March 1, 2010

'My First' Graffiti Coloring Book Is Actually My Third


So many graffiti coloring books, so little time to meet with Axe body spray's agency about their rad, new muralbombing campaign.

Kobie Solomon is the Detroit [Area] artist whose "My First" Graffiti Coloring Book is the latest entry in the increasingly crowded graffiti coloring book market. Solomon's style--or his Graffiti Coloring Book Collective's style, excuse me--is sort of a Corporate Baroque: each of the 26 different lesson/words is drowning in a sea of embellishment, while gangs of chatty Krylon cans spout off teaching tips, the graf equivalent of MS Word's Clippy The Menacing Paperclip.

And then there are poems, in case the GCB Collective's message isn't conveyed clearly enough with their art. And the whole thing is spiral bound, and $27, so maybe a valiant, lo-fi, low-volume indie effort that doesn't deserve being smacked down? Gotta stay positive, help a city down on its luck?

Whatever, Detroit has such a mad street art scene, there's a dedicated graffiti reporter, so I'm not too worried for them. The seemingly prequel-less Graffiti Coloring Book 2: Characters by Jacob Kimvall is set to drop in just a couple of days, and it promises a lot of figurative work by New York-based street artists.
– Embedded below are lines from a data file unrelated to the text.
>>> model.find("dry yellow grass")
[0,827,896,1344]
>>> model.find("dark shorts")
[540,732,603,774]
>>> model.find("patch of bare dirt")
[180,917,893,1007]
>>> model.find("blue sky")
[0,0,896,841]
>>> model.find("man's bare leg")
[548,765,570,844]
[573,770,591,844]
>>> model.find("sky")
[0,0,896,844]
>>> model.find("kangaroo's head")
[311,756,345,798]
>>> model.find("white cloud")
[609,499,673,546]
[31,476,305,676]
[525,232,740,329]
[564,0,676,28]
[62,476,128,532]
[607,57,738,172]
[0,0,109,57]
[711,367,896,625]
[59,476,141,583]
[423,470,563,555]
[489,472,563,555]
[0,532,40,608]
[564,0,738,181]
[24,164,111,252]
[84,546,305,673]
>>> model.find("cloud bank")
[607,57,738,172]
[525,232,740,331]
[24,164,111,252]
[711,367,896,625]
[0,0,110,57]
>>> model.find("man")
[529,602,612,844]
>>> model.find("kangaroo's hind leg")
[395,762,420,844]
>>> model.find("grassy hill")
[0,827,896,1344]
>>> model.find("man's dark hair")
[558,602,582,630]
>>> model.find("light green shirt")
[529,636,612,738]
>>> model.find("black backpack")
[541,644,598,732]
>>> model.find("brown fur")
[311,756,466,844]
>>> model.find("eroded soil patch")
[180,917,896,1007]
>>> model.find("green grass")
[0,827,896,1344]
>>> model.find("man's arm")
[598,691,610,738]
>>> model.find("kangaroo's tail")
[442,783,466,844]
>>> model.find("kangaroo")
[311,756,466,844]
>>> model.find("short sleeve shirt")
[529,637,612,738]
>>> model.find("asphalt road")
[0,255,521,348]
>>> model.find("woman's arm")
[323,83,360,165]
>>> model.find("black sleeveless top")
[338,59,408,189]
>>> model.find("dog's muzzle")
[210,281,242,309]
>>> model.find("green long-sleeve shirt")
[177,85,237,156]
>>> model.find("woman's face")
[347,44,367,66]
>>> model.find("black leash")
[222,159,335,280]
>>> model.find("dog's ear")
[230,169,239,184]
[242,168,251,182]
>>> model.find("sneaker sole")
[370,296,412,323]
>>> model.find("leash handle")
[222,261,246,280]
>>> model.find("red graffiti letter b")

But for my graf coloring book money, the Europeans are still doing it better. The photo-based VOPstars' Street Art Colouring Book put out by London's VOP crew is high-quality and teaches a richer-looking variety of styles. And I just spotted Uzi WUFC's Graffiti Coloring Book [above], which features the work of sixty Scandinavian artists, and was put together by a member of Stockholm-based Writers United [aka WUFC], one of the most insane train crews in Europe.

Bombs, Burns, and Coloring Books [ via c-monster?]
See sample pages from "My First" Graffiti Coloring Book, $26.95 [amazon]
Buy Uzi WUFC's Graffiti Coloring Book, just $9.95 [amazon]
Previously: the first two Graffiti Coloring Books


Did you even read " my first grafitti coloring book"? Or are you just ignorant? I've seen and read it and the peotry is well thought out and the images are all hand drawn, not clipart. Kobie, the author , is a true artist, not a poser like you. It's sad when the world doesn't appreciate the few real artists left in this city. Maybe you should do more than flip through these books before you review them for the sake of all the readers.

I read all the sample pages; is the poetry or the artwork on the other 19 somehow dramatically different?

As for the poseur thing, I'm not a street artist, just an observer, so your point is meaningless. It's not a matter of clipart or hating his corporate work or blindly loving Detroit or anything of the sort. I agree with Marc Schiller when he said--in my NY Times article on corporate-sponsored street art--that once something's out there, what matters is how good it is. I actually have the other books that I mentioned, and from what I've seen, I'm afraid Kobie's doesn't look as good.